Henry Walters

Personal information
- Full name: Henry Walters
- Date of birth: 15 March 1925
- Place of birth: Wath upon Dearne, England
- Date of death: 26 June 1994 (aged 69)
- Place of death: Barnsley, England
- Height: 5 ft 9 in (1.75 m)
- Position(s): Wing half; full back;

Youth career
- 0000–1942: Wath Wanderers

Senior career*
- Years: Team / Apps / (Gls)
- 1942–1946: Wolverhampton Wanderers / 0 / (0)
- 1946–1953: Walsall / 254 / (2)
- 1953–1960: Barnsley / 160 / (4)
- Wombwell Sporting Association

Managerial career
- Wombwell Sporting Association (player-manager)

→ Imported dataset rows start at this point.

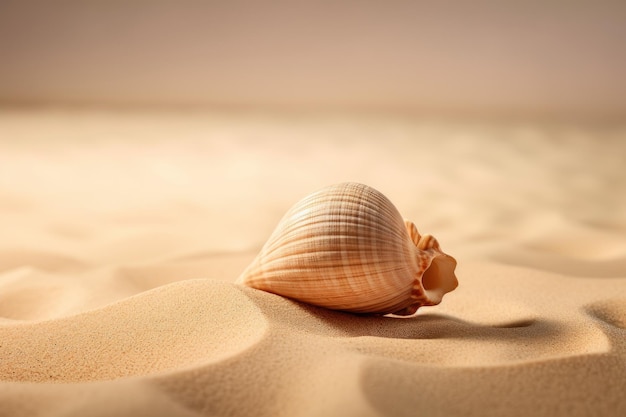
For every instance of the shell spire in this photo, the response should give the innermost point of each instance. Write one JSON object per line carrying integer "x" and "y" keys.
{"x": 346, "y": 247}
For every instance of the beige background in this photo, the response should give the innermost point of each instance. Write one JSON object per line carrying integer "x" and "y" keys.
{"x": 545, "y": 58}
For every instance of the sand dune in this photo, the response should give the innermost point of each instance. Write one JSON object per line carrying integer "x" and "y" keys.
{"x": 122, "y": 236}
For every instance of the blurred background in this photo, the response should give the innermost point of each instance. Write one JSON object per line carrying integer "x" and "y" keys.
{"x": 541, "y": 59}
{"x": 497, "y": 126}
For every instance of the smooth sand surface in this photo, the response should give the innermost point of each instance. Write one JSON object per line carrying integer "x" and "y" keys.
{"x": 121, "y": 234}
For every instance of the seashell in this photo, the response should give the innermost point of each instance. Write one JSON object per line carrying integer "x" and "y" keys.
{"x": 346, "y": 247}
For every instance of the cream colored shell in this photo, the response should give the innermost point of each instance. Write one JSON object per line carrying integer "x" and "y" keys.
{"x": 346, "y": 247}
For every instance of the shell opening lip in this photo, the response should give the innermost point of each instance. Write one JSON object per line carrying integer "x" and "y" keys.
{"x": 439, "y": 279}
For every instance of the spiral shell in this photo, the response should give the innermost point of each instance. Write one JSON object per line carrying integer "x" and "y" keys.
{"x": 346, "y": 247}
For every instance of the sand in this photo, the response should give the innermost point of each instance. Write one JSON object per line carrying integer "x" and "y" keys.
{"x": 122, "y": 233}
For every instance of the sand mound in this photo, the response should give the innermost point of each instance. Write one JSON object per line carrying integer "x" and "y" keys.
{"x": 118, "y": 258}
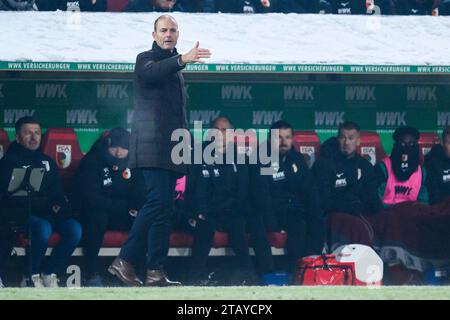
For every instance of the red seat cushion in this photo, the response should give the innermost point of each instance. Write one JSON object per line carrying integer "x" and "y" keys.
{"x": 426, "y": 142}
{"x": 61, "y": 144}
{"x": 308, "y": 144}
{"x": 115, "y": 239}
{"x": 22, "y": 241}
{"x": 371, "y": 147}
{"x": 246, "y": 143}
{"x": 4, "y": 142}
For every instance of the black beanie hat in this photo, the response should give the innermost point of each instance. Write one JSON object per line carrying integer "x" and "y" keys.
{"x": 406, "y": 131}
{"x": 118, "y": 137}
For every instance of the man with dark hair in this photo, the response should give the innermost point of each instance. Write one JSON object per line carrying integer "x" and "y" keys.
{"x": 159, "y": 111}
{"x": 437, "y": 163}
{"x": 401, "y": 178}
{"x": 348, "y": 187}
{"x": 230, "y": 197}
{"x": 295, "y": 205}
{"x": 108, "y": 193}
{"x": 50, "y": 208}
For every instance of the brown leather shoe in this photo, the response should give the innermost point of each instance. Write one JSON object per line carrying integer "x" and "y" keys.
{"x": 158, "y": 278}
{"x": 125, "y": 272}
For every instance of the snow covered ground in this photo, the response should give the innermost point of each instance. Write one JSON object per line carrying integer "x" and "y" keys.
{"x": 273, "y": 38}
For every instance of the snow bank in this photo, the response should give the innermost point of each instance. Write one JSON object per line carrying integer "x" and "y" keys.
{"x": 271, "y": 38}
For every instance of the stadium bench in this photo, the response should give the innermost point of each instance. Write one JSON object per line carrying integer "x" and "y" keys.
{"x": 308, "y": 144}
{"x": 4, "y": 142}
{"x": 61, "y": 144}
{"x": 371, "y": 147}
{"x": 426, "y": 142}
{"x": 180, "y": 244}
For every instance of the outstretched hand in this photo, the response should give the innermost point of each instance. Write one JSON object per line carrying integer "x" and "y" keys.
{"x": 196, "y": 54}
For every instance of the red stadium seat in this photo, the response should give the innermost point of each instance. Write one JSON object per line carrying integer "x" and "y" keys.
{"x": 115, "y": 239}
{"x": 116, "y": 5}
{"x": 250, "y": 142}
{"x": 61, "y": 144}
{"x": 371, "y": 147}
{"x": 277, "y": 239}
{"x": 4, "y": 142}
{"x": 308, "y": 144}
{"x": 52, "y": 242}
{"x": 426, "y": 142}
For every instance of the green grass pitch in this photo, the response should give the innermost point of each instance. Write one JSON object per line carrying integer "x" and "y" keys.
{"x": 231, "y": 293}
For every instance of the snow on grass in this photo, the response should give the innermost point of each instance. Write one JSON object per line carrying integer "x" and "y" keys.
{"x": 271, "y": 38}
{"x": 231, "y": 293}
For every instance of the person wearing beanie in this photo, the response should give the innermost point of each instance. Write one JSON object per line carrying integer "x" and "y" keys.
{"x": 50, "y": 210}
{"x": 401, "y": 178}
{"x": 108, "y": 195}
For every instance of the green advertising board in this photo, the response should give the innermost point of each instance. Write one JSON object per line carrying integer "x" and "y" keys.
{"x": 91, "y": 103}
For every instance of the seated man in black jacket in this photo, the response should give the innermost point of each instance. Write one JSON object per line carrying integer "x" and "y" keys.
{"x": 229, "y": 197}
{"x": 347, "y": 186}
{"x": 295, "y": 204}
{"x": 109, "y": 195}
{"x": 437, "y": 163}
{"x": 50, "y": 208}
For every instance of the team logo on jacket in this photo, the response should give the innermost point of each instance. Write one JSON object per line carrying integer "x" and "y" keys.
{"x": 205, "y": 173}
{"x": 46, "y": 165}
{"x": 341, "y": 181}
{"x": 107, "y": 182}
{"x": 370, "y": 154}
{"x": 309, "y": 153}
{"x": 446, "y": 176}
{"x": 278, "y": 176}
{"x": 63, "y": 155}
{"x": 126, "y": 174}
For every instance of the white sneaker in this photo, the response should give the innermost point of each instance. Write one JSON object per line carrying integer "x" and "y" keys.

= Henry Walters (footballer) =

English footballer

Henry Walters (15 March 1925 – 26 June 1994) was an English professional footballer who made over 410 appearances in the Football League for Walsall and Barnsley as a wing half or full back.

== Personal life ==
During the Second World War, while still a teenager, Walters was sent to London to clean up bomb damage. While a part-time professional footballer with Barnsley, he worked as a joiner at Cortonwood Colliery. Walters' son John became a cricketer.